A Meloni win would mark an abrupt change for Europe from the technocratic coalition led by Mario Draghi, which provided stable — even effective — governance since its appointment in February 2021. Fueled by a post-pandemic handout from the EU totaling 260 billion euros ($258 billion) in loans and grants by 2026 Italy has seen rare growth. The economy is expected to expand 3% this year after 6.5% in 2021. That has kept the country’s vast debt load at about 150% of gross domestic product.
Draghi also fostered liberal, Atlanticist policies and close relations with Emmanuel Macron of France and Olaf Scholz of Germany, as well as Joe Biden. While Meloni has said she’s pro-EU and pro-NATO, her approach to the US veers toward the Trumpian right. Along with Orban, she spoke to the Conservative Political Action Conference this year.
Ironically, Meloni’s policies at home could be contained; first by her political bedfellows, and then by economic pressure. After the Sept. 25 vote, it will take until mid-October at the earliest to present a coalition to President Sergio Mattarella. Bickering with Salvini that has characterized the campaign isn’t likely to diminish, particularly if she takes substantial votes from his League and Berlusconi’s Forza Italia.
If forming a right-wing government proves untenable, some observers suggest it may in turn prompt Mattarella to seek another unelected official as prime minister. It’s not impossible to imagine Italy could see another government led by a Bank of Italy technocrat, even if Draghi has ruled himself out. In any case, chatter in Parliament’s corridors suggests there’s already expectation the Quirinal Palace — perhaps Draghi himself — will have a hand in ensuring Meloni appoints a finance minister to pacify markets.
Then there’s the economy. While the International Monetary Fund in August noted growth had “rebounded vigorously” from Covid-19, the effect of the war in Ukraine, inflation and energy shortages will hit living standards. But with the disbursement of the EU’s bumper post-pandemic funds a vital stay in supporting the economy, there’s a limit to how much of a collision course with Europe Meloni can afford.
True, a big win by Brothers of Italy will be a reminder of the weakness of Europe’s south, and the issues of immigration, falling birthrates, deindustrialization, poverty and youth unemployment, after months when global attention has been on the vulnerability of Europe’s east with Russia’s war in Ukraine. The European Central Bank has also promised to help contain spreads on southern European debt.
Nonetheless, “Italy’s confrontational politics means it will be stressful to manage public debt,” says Paola Subacchi, professor of international economics at Queen Mary University of London.

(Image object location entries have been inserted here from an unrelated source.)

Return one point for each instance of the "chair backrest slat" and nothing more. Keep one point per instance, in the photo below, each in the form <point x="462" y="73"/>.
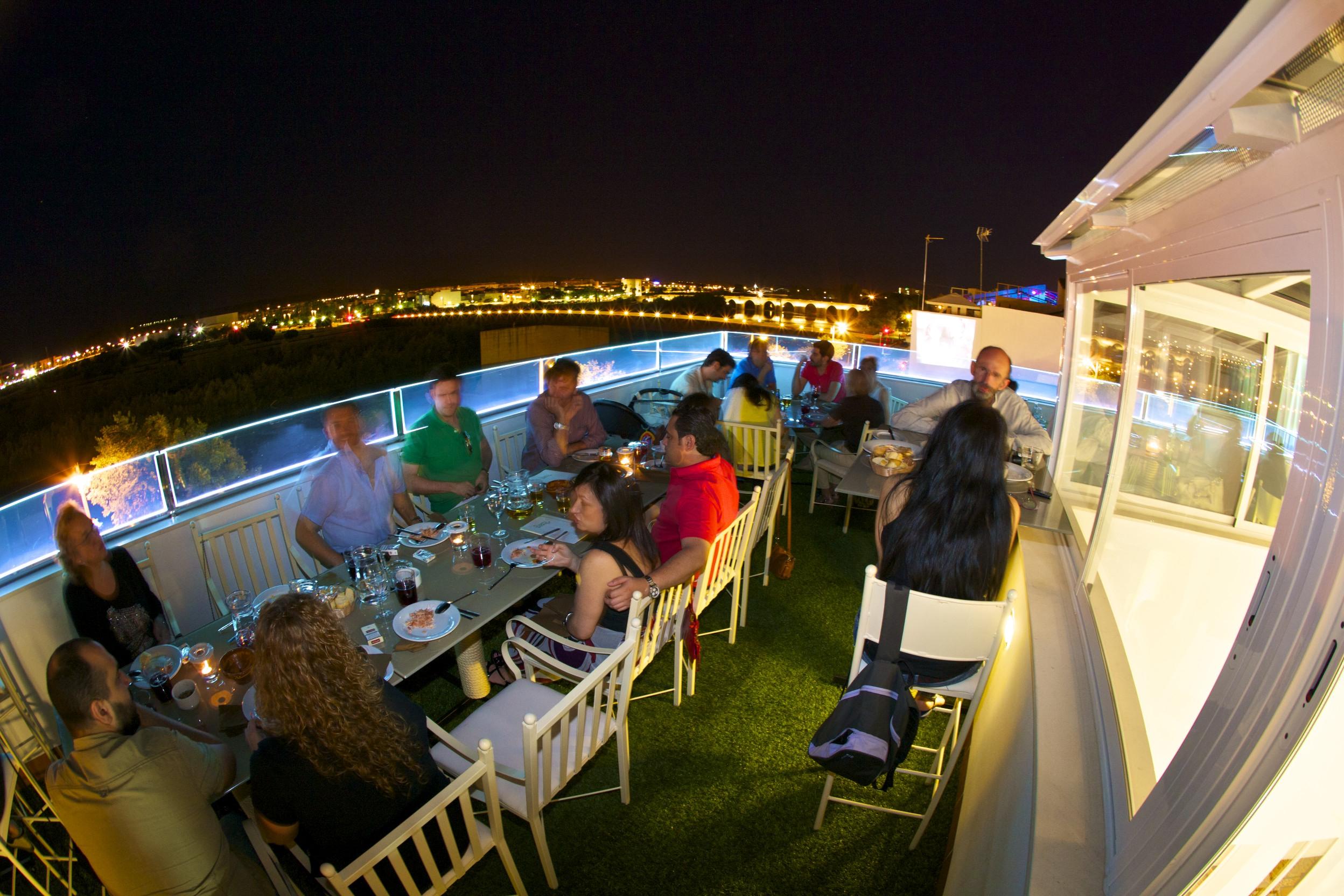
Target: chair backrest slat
<point x="425" y="855"/>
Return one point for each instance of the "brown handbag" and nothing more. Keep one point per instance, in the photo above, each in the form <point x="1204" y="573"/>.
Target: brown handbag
<point x="781" y="558"/>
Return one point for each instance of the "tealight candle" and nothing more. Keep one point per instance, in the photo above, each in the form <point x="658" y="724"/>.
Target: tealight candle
<point x="201" y="656"/>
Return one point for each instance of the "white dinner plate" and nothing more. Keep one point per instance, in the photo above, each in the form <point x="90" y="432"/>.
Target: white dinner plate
<point x="527" y="561"/>
<point x="164" y="650"/>
<point x="443" y="622"/>
<point x="421" y="527"/>
<point x="917" y="450"/>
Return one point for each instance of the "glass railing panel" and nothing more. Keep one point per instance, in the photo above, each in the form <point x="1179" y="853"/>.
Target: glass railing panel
<point x="26" y="527"/>
<point x="613" y="363"/>
<point x="125" y="493"/>
<point x="214" y="464"/>
<point x="483" y="391"/>
<point x="691" y="348"/>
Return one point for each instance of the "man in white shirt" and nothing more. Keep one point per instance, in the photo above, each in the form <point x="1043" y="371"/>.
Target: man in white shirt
<point x="988" y="383"/>
<point x="699" y="381"/>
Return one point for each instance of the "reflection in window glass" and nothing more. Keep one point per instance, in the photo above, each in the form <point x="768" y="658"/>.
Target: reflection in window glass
<point x="1276" y="458"/>
<point x="1094" y="398"/>
<point x="1199" y="386"/>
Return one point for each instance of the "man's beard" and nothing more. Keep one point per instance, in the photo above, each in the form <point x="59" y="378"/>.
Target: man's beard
<point x="128" y="719"/>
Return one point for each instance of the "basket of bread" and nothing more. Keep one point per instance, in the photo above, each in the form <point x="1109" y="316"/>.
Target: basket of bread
<point x="890" y="460"/>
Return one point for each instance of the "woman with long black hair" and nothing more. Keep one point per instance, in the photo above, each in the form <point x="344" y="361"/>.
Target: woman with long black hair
<point x="947" y="527"/>
<point x="609" y="508"/>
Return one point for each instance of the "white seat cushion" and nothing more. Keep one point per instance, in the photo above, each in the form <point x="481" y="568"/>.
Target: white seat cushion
<point x="500" y="720"/>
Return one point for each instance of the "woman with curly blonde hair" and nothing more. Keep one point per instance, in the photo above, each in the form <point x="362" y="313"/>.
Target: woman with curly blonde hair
<point x="340" y="758"/>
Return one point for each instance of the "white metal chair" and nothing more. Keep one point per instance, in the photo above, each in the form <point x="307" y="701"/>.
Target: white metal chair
<point x="151" y="573"/>
<point x="936" y="629"/>
<point x="649" y="622"/>
<point x="382" y="867"/>
<point x="543" y="738"/>
<point x="757" y="449"/>
<point x="247" y="554"/>
<point x="508" y="449"/>
<point x="764" y="524"/>
<point x="724" y="568"/>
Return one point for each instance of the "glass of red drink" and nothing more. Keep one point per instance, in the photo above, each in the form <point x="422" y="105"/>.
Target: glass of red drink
<point x="405" y="587"/>
<point x="481" y="551"/>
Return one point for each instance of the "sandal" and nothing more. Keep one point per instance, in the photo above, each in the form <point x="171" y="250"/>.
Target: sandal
<point x="496" y="671"/>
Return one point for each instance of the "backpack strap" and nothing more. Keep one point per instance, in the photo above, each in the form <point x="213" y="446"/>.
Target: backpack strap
<point x="893" y="622"/>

Meloni’s greatest impact could be felt throughout Europe. In liberal circles in Rome, there are already worries of a Pandora’s box of contagion being opened by a Meloni win. History is instructive here too. Three years ago, in September 2019, I sat in the office of one of the bosses of Italy’s biggest companies and discussed the risk to Europe from what then seemed like the inevitable rise to power of Salvini.
The industrialist argued that the lesson from history wasn’t that Europe was at risk when Italy got a hard-right leader, but when that paved the way for one in Germany. Shocking though that statement seemed at the time, the argument sounds prescient today. The risk to Europe may well not be Giorgia Meloni herself, but how her influence spreads.